Riva plays Anne, while Trintignant stars as Georges in the movie. They are in their eighties. The couple is cultivated, retired music teachers. They have a daughter, who is also a musician, living abroad with her family. One day, Anne has an attack. The couple's bond of love is severely tested.
"Amour" has been highly-praised by critics and has won several prestigious film awards, including Palme d'Or Prize at Cannes. Recently, it has also been named the Best Film of the Year by Los Angeles Film Critics Association. The film will make its way out onto selected U.S. cinemas on Wednesday, December 19.
Director Haneke once shared that working with elderly people was big challenge for him. "Of course it wasn't always easy," he said. "In the end sequence, Jean-Louis speaks for about eight minutes before any action takes place."
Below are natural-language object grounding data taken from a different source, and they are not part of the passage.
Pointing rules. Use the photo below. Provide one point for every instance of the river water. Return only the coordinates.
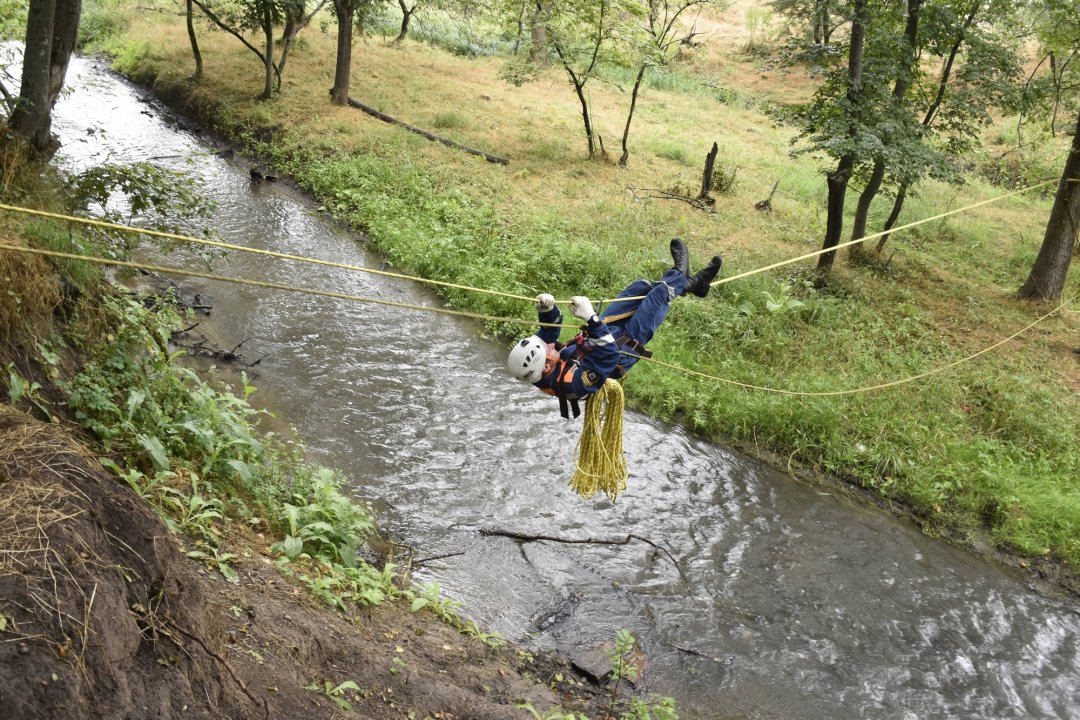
(799, 605)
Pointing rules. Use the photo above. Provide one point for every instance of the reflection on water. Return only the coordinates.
(799, 605)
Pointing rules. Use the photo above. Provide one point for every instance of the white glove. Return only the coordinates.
(581, 308)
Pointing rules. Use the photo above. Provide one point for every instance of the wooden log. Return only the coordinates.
(706, 179)
(431, 136)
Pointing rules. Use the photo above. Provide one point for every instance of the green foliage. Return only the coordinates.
(12, 21)
(19, 388)
(621, 669)
(154, 198)
(338, 693)
(127, 54)
(192, 451)
(99, 25)
(321, 521)
(445, 609)
(759, 27)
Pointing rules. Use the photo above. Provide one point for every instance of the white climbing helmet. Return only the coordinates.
(527, 358)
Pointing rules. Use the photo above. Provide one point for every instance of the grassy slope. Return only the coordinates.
(993, 443)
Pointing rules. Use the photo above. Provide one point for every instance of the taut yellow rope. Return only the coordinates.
(598, 461)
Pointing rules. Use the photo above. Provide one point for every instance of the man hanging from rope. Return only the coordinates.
(612, 342)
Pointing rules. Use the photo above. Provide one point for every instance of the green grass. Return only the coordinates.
(989, 445)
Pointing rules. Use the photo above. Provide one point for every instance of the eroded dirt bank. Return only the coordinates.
(107, 619)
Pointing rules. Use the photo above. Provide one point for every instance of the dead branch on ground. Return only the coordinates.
(431, 136)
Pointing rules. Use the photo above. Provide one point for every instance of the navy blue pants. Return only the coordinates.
(648, 312)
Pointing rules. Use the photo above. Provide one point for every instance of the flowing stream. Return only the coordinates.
(799, 605)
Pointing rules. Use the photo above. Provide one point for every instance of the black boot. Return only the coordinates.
(702, 281)
(680, 255)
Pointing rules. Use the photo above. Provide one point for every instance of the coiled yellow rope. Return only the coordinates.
(598, 461)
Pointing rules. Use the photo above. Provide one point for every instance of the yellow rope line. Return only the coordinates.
(598, 461)
(854, 391)
(514, 321)
(865, 238)
(277, 286)
(343, 266)
(459, 313)
(254, 250)
(879, 234)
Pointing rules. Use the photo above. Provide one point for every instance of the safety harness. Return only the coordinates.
(565, 369)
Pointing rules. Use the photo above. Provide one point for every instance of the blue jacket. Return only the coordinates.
(581, 370)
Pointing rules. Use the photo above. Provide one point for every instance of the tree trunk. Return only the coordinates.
(630, 116)
(193, 40)
(65, 34)
(580, 90)
(865, 199)
(893, 216)
(931, 114)
(268, 56)
(904, 76)
(31, 112)
(538, 32)
(293, 26)
(706, 175)
(339, 94)
(406, 16)
(837, 180)
(1047, 280)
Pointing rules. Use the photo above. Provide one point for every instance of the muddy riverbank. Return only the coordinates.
(802, 602)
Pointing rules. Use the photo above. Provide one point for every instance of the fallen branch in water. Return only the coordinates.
(431, 136)
(522, 537)
(585, 541)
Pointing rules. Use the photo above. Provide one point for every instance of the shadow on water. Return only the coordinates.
(800, 605)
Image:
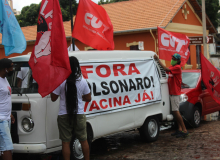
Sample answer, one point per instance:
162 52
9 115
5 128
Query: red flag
49 59
211 78
93 26
170 43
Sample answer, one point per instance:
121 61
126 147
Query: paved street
203 143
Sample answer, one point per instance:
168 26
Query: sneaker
182 134
176 133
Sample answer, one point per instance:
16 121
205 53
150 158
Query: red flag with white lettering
93 26
49 59
170 43
211 78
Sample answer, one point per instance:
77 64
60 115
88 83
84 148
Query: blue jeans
5 136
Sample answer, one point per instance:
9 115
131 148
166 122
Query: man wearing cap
6 145
174 82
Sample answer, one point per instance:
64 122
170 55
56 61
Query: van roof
95 55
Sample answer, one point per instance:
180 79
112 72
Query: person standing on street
71 117
174 82
6 118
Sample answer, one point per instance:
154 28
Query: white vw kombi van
129 90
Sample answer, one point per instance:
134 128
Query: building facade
135 26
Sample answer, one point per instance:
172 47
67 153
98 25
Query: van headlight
183 98
27 124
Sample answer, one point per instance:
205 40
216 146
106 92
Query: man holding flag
174 84
12 36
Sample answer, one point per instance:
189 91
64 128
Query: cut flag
12 36
49 59
93 26
170 43
210 78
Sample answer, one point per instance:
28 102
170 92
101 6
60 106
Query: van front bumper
29 148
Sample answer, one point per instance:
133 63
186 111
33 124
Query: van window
22 81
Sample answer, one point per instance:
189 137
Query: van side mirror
203 85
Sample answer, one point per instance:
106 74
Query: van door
209 104
52 132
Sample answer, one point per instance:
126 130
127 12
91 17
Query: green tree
29 14
212 8
109 1
65 9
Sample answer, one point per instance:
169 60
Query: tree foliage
29 14
212 8
109 1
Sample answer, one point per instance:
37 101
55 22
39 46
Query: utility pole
204 29
71 15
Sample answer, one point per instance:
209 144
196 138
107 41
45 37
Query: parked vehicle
35 129
197 101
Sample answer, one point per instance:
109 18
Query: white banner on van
121 85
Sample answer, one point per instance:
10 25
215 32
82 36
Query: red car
195 100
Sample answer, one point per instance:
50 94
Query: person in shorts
174 83
72 92
6 118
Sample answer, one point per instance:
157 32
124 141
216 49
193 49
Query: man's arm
164 67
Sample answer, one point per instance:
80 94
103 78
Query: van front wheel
76 148
149 131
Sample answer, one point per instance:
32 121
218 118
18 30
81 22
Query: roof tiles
128 15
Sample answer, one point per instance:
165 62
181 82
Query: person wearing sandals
6 118
71 117
174 83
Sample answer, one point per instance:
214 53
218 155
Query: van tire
76 151
196 117
149 131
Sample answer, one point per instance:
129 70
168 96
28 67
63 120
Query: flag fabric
93 26
210 78
12 36
170 43
49 59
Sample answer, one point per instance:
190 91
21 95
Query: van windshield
189 79
22 81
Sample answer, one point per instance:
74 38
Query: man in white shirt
6 118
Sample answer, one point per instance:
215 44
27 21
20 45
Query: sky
19 4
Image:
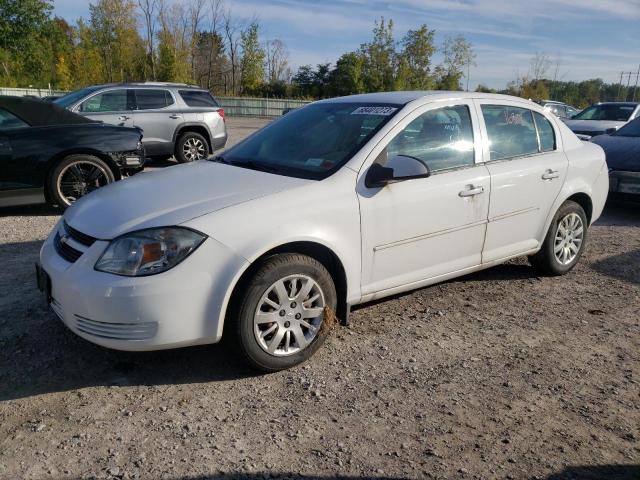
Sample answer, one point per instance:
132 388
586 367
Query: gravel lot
500 374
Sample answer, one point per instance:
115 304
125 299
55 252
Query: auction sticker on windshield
386 111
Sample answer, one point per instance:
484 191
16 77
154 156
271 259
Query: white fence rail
233 106
34 92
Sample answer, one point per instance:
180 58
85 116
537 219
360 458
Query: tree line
201 42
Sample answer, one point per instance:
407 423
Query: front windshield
312 142
71 98
611 112
631 129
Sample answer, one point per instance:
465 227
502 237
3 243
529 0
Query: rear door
113 106
527 167
154 114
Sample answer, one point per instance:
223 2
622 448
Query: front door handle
470 191
550 174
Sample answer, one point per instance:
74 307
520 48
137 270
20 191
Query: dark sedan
623 157
48 154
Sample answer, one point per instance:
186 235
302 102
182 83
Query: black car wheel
77 175
191 146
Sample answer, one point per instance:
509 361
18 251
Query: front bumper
180 307
621 181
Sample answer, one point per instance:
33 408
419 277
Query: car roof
404 97
38 113
185 86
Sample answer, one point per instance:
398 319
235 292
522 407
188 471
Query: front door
527 170
110 106
426 228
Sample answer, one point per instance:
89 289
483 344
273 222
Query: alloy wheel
289 315
569 237
194 149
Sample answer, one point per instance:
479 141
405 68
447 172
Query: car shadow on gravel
625 267
39 210
598 472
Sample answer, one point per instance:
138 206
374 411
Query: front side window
441 139
313 141
8 121
147 99
610 112
545 133
110 101
511 131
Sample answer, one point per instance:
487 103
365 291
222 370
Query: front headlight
148 252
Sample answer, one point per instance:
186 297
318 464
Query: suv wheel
191 146
76 176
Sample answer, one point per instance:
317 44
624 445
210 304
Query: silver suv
176 119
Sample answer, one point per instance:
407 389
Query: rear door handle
550 174
470 191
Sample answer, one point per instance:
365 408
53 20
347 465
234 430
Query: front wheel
77 175
565 241
280 319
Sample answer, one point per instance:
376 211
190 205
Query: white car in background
335 204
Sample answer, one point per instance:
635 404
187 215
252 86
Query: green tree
414 65
252 71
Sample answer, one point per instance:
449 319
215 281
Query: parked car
559 109
603 118
622 149
50 154
338 203
176 119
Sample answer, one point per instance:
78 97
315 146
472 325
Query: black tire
197 139
242 326
546 260
64 171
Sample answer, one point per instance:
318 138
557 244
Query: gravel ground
499 374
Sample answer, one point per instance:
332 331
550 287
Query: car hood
595 126
170 196
623 153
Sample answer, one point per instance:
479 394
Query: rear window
198 98
8 121
147 99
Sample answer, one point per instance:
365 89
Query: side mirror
397 169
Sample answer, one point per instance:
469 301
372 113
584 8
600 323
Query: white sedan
338 203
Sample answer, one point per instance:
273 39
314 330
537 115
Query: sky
583 38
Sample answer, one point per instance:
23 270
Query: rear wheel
76 176
191 146
279 320
565 241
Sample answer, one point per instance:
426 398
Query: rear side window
511 131
8 121
545 132
198 98
147 99
442 139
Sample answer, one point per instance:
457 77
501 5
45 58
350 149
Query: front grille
117 331
66 251
79 237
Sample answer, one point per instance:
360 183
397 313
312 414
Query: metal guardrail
36 92
233 106
257 107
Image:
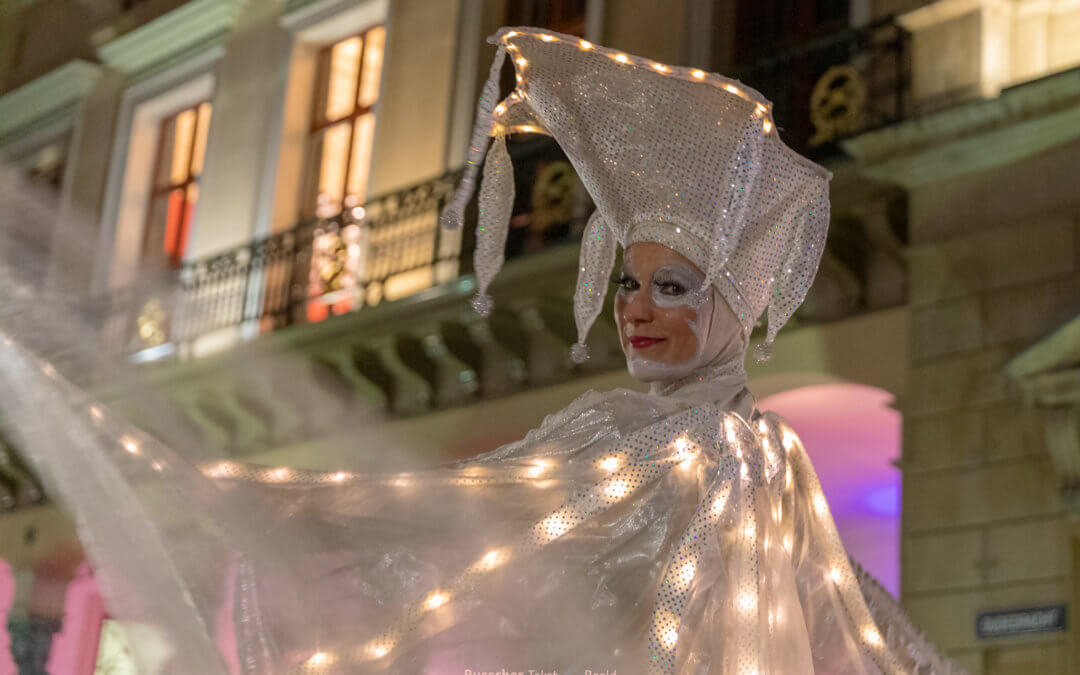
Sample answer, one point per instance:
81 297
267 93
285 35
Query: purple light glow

"The concentration it requires to memorizes that long text is extraordinarily difficult for any actor of any age. And on top of that, while we were shooting, Jean-Louis broke his wrist. So it was physically difficult for him. It was sometimes very complicated for Emmanuelle as well."
Haneke explained that Riva "was very worried about one scene that involves being smothered by a pillow - it was very uncomfortable!" He added, "But they're both such professionals and recognize that though the roles demanding, they're very gratifying as well. And I think that gratification motivated them to try and give their best."
Of the meaning behind the movie itself, Haneke said, "For me, the film is simply about how you deal with the suffering of someone you love. That's the true subject, not whether or not someone dies."